Famílias uniparentais: a mãe solteira na literatura

Angela Marin, Cesar Augusto Piccinini

Resumo


A proporção de famílias uniparentais, em especial àquelas envolvendo mães solteiras, tem aumentado nas sociedades ocidentais, o que constitui um significativo reordenamento do sistema familiar. As famílias de mães solteiras têm sido indicadas como exigindo recursos adaptativos intensos devido a aspectos relacionados à ausência paterna apontados como importantes para o desenvolvimento infantil. Nesse sentido, o presente artigo visa apresentar as eventuais implicações de ser mãe solteira e como esta configuração familiar tem sido abordada pela literatura nacional e internacional.

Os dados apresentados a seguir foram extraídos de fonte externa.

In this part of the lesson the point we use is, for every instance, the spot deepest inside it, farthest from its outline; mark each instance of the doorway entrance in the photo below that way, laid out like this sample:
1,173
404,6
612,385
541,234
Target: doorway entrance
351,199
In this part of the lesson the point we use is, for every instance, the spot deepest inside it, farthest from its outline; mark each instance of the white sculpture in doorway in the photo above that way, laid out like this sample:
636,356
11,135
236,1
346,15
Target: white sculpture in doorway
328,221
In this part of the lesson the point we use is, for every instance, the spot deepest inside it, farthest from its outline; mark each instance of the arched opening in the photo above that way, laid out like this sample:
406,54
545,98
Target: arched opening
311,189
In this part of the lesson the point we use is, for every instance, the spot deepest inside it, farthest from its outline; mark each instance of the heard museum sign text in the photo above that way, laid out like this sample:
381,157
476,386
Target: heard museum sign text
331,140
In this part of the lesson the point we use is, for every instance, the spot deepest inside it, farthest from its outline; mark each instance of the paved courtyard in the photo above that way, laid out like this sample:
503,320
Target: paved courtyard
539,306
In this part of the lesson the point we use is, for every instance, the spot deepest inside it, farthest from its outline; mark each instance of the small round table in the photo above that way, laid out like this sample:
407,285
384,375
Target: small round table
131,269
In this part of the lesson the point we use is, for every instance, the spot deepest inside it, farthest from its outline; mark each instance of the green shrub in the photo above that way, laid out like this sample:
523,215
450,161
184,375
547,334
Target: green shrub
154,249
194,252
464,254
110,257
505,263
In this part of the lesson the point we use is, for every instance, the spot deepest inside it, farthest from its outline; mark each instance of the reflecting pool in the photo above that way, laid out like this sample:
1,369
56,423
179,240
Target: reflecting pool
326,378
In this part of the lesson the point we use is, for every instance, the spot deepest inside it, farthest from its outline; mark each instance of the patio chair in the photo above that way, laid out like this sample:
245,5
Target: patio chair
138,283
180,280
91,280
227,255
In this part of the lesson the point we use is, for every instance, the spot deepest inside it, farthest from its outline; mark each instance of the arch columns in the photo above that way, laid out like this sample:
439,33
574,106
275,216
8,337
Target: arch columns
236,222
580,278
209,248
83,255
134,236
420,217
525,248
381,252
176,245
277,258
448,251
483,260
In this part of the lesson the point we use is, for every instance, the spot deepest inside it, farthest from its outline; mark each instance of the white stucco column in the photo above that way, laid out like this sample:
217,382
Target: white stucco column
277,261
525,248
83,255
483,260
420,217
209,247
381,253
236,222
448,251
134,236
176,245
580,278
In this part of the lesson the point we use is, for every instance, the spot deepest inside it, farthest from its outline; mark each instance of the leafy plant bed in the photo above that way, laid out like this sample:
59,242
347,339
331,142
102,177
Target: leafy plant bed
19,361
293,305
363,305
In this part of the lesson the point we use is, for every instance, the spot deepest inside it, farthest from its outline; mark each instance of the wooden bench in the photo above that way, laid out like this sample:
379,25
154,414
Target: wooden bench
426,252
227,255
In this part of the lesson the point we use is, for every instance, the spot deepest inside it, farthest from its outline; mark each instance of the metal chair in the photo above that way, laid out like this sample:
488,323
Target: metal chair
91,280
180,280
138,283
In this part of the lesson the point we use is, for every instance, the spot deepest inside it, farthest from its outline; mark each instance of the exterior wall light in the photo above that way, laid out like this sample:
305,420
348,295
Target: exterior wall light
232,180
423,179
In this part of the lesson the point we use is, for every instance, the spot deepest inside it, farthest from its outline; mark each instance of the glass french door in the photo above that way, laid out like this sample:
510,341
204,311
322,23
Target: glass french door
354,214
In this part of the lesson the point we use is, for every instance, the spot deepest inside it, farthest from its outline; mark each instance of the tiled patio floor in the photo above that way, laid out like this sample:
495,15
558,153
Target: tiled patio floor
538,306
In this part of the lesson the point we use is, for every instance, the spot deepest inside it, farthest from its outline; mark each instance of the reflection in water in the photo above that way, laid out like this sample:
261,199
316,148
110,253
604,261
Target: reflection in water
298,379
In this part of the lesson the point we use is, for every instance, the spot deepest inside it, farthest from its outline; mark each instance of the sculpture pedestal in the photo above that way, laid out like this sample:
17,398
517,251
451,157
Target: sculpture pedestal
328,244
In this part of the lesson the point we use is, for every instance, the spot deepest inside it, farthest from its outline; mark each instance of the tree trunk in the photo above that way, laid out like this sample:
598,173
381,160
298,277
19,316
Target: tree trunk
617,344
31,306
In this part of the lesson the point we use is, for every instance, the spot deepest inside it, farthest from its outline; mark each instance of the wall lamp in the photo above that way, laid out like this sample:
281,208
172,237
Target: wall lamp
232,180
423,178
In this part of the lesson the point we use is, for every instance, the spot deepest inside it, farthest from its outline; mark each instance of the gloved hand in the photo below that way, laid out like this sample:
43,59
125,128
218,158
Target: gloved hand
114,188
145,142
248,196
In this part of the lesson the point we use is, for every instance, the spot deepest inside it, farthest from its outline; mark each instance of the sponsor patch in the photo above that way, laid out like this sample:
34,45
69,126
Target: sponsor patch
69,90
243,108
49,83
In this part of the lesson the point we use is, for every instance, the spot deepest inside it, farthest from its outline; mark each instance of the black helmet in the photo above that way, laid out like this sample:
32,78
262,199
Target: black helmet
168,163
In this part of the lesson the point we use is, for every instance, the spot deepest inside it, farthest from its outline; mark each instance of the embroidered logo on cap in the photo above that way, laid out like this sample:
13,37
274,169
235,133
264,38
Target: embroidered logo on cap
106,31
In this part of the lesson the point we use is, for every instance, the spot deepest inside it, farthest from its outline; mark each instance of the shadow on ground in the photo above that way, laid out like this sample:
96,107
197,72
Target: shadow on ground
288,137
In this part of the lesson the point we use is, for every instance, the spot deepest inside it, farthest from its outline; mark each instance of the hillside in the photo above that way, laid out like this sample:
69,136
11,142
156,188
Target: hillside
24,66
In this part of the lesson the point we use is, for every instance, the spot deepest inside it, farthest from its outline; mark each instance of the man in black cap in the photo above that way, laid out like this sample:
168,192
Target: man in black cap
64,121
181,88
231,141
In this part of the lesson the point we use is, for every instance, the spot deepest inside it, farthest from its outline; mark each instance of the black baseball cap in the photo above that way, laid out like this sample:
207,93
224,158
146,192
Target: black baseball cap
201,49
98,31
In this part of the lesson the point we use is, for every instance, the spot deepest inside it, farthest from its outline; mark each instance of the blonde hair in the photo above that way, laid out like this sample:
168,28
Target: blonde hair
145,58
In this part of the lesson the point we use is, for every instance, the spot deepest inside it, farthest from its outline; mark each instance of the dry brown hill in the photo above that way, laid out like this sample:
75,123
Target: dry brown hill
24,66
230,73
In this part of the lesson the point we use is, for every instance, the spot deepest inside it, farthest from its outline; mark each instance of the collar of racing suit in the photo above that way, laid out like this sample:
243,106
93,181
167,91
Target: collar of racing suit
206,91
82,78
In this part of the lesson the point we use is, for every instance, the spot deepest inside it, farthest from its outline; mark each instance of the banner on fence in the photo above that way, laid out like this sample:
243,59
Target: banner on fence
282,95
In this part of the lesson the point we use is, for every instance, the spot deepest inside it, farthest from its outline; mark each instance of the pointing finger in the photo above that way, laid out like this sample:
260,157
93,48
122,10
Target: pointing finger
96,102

Estudos têm mostrado que a criança pode se desenvolver sem prejuízos em lares de mães solteiras, mas em oposição a estes, parte expressiva da literatura aponta para as implicações negativas destas configurações, especialmente em relação às suas características sociodemográficas, psicológicas e sociais. Apesar da inconsistência de achados, é possível pensar que a ausência do pai pode ser compensada pela dedicação das mães ou por outros fatores, como o apoio social recebido.

Palavras-chave


Família; mães solteiras; desenvolvimento infantil.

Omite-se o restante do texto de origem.